I intentionally left out YIMBY moral grandstanding, because it's usually a shield to hide the real reason they feel zoning should be changed: "I can't afford your neighborhood and I want to live there"
There's no moral grandstanding. Some people just think you shouldn't be able to be so rich. The reason you are is because the masses allow you the privilege. You might as well be graceful about it.
At least be straightforward with the reasoning, then. If the mainstream YIMBY said "I want to live in your neighborhood and I can't afford it, therefore the zoning should be changed", or "you're too rich because of zoning so I want to remove it so we are more equal," I'd have more respect.

But usually it's something about how mixed use neighborhoods are better, or how someone on minimum wage can't afford to live on their own in a very expensive neighborhood. Ok, but those probably aren't the real reasons you're advocating for change. Just be direct.

Language that straightforward is surprisingly hard to find among the YIMBY croud.

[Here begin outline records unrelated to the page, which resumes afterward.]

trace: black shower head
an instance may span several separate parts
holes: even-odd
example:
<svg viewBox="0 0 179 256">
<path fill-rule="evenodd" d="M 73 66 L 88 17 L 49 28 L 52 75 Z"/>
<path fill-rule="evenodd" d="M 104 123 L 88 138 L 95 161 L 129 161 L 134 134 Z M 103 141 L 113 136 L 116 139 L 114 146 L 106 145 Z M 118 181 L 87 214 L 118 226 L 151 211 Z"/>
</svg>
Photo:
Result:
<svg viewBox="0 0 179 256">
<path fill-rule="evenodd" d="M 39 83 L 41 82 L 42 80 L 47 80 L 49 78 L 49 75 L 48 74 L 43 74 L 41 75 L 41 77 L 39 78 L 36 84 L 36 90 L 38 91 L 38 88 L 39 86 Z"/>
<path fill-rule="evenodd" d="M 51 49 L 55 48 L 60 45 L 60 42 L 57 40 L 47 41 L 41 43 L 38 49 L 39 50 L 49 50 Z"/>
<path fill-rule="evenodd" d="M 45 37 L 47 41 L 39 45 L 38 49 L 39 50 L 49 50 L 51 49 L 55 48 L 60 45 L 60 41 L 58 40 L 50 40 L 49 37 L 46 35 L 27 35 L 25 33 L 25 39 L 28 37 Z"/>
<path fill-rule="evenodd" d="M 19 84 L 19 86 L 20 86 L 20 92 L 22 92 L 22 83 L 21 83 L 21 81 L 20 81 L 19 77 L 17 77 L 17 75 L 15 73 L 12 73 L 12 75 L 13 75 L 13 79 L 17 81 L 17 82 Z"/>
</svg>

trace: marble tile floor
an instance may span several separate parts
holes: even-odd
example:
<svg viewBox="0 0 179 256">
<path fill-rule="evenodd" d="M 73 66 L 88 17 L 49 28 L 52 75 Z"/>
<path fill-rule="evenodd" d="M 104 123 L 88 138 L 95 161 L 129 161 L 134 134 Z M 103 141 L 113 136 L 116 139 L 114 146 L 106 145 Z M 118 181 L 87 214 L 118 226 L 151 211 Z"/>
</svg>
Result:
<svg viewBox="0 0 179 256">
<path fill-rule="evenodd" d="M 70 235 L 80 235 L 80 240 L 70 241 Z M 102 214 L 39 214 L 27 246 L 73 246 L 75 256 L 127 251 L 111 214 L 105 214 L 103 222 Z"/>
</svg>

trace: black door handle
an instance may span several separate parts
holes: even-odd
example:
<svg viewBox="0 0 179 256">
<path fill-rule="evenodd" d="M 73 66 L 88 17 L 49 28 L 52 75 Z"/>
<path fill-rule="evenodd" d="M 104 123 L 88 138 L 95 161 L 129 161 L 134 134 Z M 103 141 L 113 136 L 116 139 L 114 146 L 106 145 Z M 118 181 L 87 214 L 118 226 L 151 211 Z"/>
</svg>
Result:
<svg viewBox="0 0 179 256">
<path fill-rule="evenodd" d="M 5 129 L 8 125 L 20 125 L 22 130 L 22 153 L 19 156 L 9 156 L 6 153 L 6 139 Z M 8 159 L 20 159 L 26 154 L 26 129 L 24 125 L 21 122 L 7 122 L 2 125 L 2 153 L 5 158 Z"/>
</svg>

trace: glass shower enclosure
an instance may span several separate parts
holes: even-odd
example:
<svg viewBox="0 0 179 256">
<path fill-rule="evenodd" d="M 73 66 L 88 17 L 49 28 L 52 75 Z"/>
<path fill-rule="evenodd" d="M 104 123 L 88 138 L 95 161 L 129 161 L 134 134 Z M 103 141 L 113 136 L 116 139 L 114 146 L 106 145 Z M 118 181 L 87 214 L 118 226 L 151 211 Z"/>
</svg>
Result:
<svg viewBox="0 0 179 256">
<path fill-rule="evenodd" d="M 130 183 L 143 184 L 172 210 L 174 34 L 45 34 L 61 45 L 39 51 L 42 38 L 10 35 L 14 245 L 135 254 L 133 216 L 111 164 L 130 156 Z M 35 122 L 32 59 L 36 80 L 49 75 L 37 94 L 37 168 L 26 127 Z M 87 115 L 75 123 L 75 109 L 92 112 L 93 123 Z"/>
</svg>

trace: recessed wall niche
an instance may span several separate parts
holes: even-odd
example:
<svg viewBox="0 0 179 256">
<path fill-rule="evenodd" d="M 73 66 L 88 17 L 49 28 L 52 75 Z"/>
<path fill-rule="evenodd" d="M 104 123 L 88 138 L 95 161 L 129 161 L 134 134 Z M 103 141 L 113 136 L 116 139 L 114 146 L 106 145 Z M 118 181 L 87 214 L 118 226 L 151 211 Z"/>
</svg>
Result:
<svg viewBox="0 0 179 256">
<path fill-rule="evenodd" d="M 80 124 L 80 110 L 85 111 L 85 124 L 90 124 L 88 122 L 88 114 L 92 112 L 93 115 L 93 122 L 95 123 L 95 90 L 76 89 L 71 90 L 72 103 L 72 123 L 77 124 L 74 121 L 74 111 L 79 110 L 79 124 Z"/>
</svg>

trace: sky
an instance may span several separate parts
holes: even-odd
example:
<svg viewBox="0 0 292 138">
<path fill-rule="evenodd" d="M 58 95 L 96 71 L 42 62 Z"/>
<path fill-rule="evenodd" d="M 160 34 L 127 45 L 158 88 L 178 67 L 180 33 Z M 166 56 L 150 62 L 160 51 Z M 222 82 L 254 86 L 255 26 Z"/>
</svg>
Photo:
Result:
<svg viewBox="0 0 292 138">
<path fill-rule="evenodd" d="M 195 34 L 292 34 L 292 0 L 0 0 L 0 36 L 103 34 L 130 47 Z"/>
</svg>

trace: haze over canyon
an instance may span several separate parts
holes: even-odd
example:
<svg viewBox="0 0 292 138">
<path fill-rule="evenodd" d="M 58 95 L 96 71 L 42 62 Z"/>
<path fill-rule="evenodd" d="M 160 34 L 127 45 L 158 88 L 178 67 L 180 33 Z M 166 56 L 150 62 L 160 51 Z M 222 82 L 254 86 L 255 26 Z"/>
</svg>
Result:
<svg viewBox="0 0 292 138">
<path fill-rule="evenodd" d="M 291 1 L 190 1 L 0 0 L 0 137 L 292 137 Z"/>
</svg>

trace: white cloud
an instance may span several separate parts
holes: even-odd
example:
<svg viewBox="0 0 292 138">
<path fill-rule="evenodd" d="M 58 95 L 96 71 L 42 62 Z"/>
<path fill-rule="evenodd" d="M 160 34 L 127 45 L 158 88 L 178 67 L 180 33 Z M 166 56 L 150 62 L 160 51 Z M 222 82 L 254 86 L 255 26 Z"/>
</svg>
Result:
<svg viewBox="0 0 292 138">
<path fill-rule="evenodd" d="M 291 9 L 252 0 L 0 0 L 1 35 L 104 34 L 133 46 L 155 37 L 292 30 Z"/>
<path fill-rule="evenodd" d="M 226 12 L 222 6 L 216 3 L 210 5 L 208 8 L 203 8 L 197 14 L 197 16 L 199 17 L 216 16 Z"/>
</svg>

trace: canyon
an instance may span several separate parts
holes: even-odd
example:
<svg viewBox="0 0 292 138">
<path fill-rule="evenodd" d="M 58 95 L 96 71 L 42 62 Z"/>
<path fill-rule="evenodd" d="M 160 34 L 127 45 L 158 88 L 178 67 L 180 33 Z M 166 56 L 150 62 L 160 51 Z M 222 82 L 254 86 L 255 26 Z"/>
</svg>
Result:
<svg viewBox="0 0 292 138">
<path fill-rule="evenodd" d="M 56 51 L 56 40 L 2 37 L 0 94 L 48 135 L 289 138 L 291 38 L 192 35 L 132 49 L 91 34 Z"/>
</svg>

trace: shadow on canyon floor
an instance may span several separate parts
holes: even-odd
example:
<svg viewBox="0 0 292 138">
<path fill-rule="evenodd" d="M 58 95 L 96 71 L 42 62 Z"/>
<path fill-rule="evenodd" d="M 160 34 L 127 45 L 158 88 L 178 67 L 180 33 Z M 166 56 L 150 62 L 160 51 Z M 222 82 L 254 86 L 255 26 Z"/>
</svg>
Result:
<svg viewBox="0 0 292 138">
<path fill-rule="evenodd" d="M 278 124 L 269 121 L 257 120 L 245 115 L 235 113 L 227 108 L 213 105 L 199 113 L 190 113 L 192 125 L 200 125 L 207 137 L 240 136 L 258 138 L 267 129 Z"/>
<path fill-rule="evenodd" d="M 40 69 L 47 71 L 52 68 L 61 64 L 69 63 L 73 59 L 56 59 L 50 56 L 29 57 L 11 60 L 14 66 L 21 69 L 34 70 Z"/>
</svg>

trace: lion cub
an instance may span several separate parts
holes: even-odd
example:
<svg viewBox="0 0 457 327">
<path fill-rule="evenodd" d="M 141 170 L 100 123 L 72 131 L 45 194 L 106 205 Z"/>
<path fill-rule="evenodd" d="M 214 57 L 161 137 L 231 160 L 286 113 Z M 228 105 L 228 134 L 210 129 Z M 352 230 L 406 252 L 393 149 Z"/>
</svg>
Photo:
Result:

Yes anarchy and mob rule are always an option in theory.
aka I want to use guilt, envy, and the legal system to extract value from your legal property.
That's just good business! If you don't like it, move.
Says the side typically on the losing side of the law and complaining to their activist friends in journalism.
We live in a highly competitive individualistic society where money and power buy all, including the ability to dip into playing zoning games using migration strategies. If people don't like that, they should move to a region which has a society more in accordance with their values.